Arlington kicks Batten disease in memory of Carl Bergam

Carl Bergam - Courtesy Photo
Carl Bergam
— image credit: Courtesy Photo

ARLINGTON — Carl Bergam loved soccer.

“That was his favorite thing to do with everybody running around and screaming; he loved it,” said his mother, Robin Bergam.

Even when Carl’s eyesight got so bad that his parents, Robin and Jeff, were advised not to let him play, he still wanted to be on the pitch.

With that spirit in mind, the Bergams have chosen to keep the memory of their son alive with a soccer clinic and a silent auction to support the fight against Batten disease.

An extremely outgoing and adventurous character, Carl was diagnosed with the fatal and incurable disease in 2008, at age 11, after an extensive period in which doctors couldn’t tell him or his parents why he was losing his eye sight at six years of age.

Blindness is one of the onsets of Batten, a children’s disease that is so rare that there is not a single case of it in Washington state. Two to four of every 100,000 births in the United States are afflicted by Batten, according to the Batten Disease Support & Research Association, which is part of the trouble. It’s so rare that it can be overlooked and be misdiagnosed early on.

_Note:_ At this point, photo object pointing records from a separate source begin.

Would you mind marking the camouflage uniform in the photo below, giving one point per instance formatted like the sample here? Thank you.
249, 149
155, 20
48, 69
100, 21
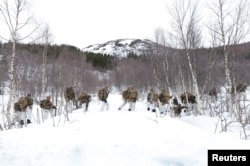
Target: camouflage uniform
129, 96
164, 98
23, 109
84, 98
70, 95
47, 107
152, 100
103, 95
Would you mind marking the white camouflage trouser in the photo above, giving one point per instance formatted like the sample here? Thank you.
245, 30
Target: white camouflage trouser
104, 106
45, 113
164, 108
131, 106
152, 105
21, 116
123, 104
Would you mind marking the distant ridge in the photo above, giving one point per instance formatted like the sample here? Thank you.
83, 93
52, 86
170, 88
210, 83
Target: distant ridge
122, 47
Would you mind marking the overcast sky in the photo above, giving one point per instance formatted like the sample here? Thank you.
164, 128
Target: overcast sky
85, 22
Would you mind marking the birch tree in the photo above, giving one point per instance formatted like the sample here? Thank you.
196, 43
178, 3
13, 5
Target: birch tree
230, 25
46, 39
187, 34
15, 15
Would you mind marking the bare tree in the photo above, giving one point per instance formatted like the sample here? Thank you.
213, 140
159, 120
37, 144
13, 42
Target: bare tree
15, 15
46, 39
186, 32
229, 26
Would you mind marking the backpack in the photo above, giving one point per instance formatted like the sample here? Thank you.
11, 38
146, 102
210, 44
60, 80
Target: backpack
101, 94
150, 97
23, 103
69, 94
17, 107
155, 97
132, 94
125, 94
29, 101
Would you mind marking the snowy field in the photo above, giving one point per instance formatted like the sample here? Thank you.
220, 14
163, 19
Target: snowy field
115, 138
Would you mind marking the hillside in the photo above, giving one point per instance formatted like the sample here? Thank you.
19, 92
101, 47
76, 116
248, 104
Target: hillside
115, 138
122, 47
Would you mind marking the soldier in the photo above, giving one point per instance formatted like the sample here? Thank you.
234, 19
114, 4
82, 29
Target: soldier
29, 108
164, 98
152, 100
103, 95
124, 98
70, 95
132, 97
23, 109
47, 107
84, 98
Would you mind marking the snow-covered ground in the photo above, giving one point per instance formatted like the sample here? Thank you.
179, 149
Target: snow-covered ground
115, 138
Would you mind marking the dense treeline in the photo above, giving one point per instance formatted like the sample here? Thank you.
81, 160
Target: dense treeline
67, 65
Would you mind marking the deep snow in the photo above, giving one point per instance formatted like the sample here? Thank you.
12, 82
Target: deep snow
115, 138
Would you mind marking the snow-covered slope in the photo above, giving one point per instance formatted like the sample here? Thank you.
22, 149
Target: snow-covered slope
115, 138
122, 47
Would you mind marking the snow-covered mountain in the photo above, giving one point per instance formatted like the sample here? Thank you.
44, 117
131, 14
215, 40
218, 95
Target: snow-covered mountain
122, 47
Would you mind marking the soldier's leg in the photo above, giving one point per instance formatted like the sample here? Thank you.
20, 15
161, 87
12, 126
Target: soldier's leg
123, 104
107, 106
129, 106
133, 106
22, 117
18, 113
148, 106
84, 107
45, 114
102, 105
29, 114
153, 107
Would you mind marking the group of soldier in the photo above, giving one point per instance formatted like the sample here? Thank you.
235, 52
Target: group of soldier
23, 107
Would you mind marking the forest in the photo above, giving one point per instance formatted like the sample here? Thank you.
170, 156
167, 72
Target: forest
179, 62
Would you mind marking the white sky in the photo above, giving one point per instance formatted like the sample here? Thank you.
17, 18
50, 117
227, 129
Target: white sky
85, 22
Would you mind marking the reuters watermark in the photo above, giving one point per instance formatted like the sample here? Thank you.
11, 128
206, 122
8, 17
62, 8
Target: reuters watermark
228, 157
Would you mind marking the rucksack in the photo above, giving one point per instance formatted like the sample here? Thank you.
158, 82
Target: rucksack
125, 94
29, 101
44, 105
101, 94
69, 94
132, 94
23, 103
155, 97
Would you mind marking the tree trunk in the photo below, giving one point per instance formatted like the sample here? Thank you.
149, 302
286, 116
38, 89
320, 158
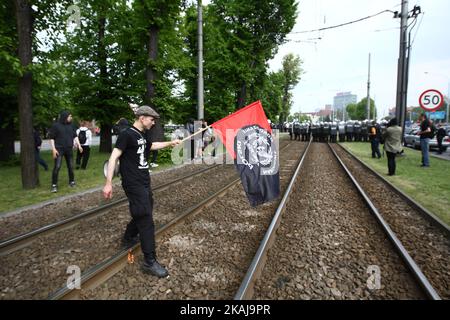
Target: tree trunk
242, 95
30, 177
157, 132
150, 74
105, 129
6, 142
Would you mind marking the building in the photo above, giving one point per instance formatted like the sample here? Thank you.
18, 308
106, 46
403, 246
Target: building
343, 99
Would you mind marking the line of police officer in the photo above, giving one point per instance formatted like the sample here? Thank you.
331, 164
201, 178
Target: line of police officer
330, 131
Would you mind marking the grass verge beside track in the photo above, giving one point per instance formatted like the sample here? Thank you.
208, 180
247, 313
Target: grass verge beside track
12, 196
428, 186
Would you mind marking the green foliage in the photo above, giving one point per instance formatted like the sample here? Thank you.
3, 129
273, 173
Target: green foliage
359, 111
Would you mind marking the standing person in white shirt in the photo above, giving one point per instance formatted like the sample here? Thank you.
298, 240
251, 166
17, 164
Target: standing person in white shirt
85, 137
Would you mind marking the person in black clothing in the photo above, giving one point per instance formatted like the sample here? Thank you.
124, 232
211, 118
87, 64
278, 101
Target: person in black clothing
440, 134
37, 149
425, 137
133, 147
62, 135
375, 137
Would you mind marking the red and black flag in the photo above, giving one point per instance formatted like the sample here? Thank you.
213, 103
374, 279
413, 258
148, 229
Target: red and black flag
247, 136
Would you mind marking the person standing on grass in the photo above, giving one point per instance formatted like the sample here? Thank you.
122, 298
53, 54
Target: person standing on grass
392, 143
62, 136
425, 137
132, 148
440, 134
374, 137
85, 138
37, 149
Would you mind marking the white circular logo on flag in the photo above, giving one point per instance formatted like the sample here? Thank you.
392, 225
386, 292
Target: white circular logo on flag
254, 146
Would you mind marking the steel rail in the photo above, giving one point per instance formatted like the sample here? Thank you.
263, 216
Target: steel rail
246, 288
101, 272
432, 218
411, 264
17, 242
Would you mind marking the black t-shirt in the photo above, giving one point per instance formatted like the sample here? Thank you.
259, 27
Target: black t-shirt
135, 146
423, 127
63, 134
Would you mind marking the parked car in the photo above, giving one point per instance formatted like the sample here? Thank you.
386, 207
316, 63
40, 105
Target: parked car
413, 139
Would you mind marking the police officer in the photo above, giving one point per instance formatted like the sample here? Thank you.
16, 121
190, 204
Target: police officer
357, 131
333, 132
341, 128
132, 147
314, 132
364, 130
326, 132
349, 131
296, 130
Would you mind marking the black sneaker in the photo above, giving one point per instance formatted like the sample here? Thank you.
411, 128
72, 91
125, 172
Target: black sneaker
154, 268
128, 243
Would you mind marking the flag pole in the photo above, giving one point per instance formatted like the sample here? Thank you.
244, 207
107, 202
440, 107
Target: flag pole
194, 134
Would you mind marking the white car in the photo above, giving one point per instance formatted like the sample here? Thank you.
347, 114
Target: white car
413, 139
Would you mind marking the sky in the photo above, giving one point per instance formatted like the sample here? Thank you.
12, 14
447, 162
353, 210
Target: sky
338, 61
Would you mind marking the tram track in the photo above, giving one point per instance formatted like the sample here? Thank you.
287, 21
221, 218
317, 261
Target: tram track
324, 247
425, 237
175, 240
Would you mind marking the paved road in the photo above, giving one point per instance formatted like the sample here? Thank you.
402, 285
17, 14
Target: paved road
46, 143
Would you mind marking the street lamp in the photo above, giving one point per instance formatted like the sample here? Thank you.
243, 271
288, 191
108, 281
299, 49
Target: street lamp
448, 92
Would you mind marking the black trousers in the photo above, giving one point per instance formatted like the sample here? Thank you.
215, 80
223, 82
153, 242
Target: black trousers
391, 162
39, 159
83, 158
375, 144
440, 148
67, 153
140, 199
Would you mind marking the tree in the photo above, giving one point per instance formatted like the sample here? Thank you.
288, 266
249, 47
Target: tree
254, 30
30, 177
359, 111
10, 70
291, 73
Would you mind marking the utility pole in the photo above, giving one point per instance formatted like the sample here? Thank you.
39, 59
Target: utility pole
402, 72
368, 93
200, 100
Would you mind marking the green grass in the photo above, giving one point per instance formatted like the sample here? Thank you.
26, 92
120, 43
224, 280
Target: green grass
12, 196
428, 186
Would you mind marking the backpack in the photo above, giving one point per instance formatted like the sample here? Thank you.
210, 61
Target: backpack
433, 130
379, 134
82, 136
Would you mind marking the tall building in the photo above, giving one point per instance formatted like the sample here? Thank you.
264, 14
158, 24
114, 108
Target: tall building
340, 102
343, 99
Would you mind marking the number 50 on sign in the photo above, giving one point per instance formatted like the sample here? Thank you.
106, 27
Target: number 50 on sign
431, 100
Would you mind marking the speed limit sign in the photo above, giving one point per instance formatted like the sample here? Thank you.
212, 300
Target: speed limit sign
431, 100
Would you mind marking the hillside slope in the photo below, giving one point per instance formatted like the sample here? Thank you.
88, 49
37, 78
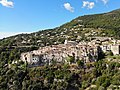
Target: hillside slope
106, 24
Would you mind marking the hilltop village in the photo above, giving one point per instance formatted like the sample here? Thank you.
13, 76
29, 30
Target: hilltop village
85, 51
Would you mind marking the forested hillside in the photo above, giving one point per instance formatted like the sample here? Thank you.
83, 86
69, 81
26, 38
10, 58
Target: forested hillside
101, 75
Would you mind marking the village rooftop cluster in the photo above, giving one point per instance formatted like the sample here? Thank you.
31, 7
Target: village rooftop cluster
85, 51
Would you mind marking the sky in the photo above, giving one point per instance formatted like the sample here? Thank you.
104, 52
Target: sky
26, 16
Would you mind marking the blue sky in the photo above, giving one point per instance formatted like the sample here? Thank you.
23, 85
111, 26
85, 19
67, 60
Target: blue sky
25, 16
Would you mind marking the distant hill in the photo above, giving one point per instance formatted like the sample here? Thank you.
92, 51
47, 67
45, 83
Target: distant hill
106, 24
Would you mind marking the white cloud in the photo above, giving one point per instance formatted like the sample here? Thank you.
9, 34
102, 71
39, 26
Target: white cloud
88, 4
8, 34
105, 1
68, 7
7, 3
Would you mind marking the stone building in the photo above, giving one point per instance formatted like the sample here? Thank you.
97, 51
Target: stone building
58, 53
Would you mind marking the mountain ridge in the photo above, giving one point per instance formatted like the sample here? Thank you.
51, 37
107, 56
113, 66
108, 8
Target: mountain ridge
105, 24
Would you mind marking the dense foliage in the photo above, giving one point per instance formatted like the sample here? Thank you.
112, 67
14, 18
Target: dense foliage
100, 75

Carl lost his battle with Batten in February of 2009, and a few months later, the Bergam’s were approached by Carl’s former physical education teacher, Lisa Boyle, about a way to remember their son.

“I was thinking of a way to honor him and help raise money to fight this terrible disease,” Boyle said. “The first year, I was thinking that we would get like $800, but I was stunned when we donated $3,200.”

The soccer clinic, which is organized by Boyle, now has help from the Arlington High School players such as Nick Welch who are helping to provide instructors.

The other part of the day is the silent auction, which is growing as well too, as it had nearly 60 items to bid on in 2009, including hall rentals, decorative hangin floral baskets, handcrafted jewelry, kid-friendly items and a 40-watt, handheld PA system among other items.

“When I saw people we didn’t even know bidding on things — that really hit me,” said Robin Bergam, who also has given presentations of Batten for a Combined Federal Campaign, which is a philanthropy program that let’s employees solicit contributions from employees of the federal government.

The Kick Batten’s For Carl Soccer Clinic begins at 9 a.m., June 12, and the auction is at 1 p.m. at the Arlington Boys and Girls Club fields.

Volunteers for the event include the Bergam family (mother Robin; father, Jeff and sister, Mackenzie), Bethany Belisle, Kim Deisher-Allen, Kathleen Parra, Boyle, Christina Waltman, Denise Putnam, Laura Monjazeb, Ashley Moe, Angie Kyle, Dana Wendland, Welch and Jodi Smith.

Those contributing to the event will help a disease to which there is hardly any treatment and that only gets $3 million from the U.S. government annually.

They will also be there to celebrate the life of an extraordinary child that despite his condition seemed to lift the spirits of those around him.

“He was a character,” said Jeff Bergam. “He always had a joke to say and even when it started to get bad, he never let it beat him down.”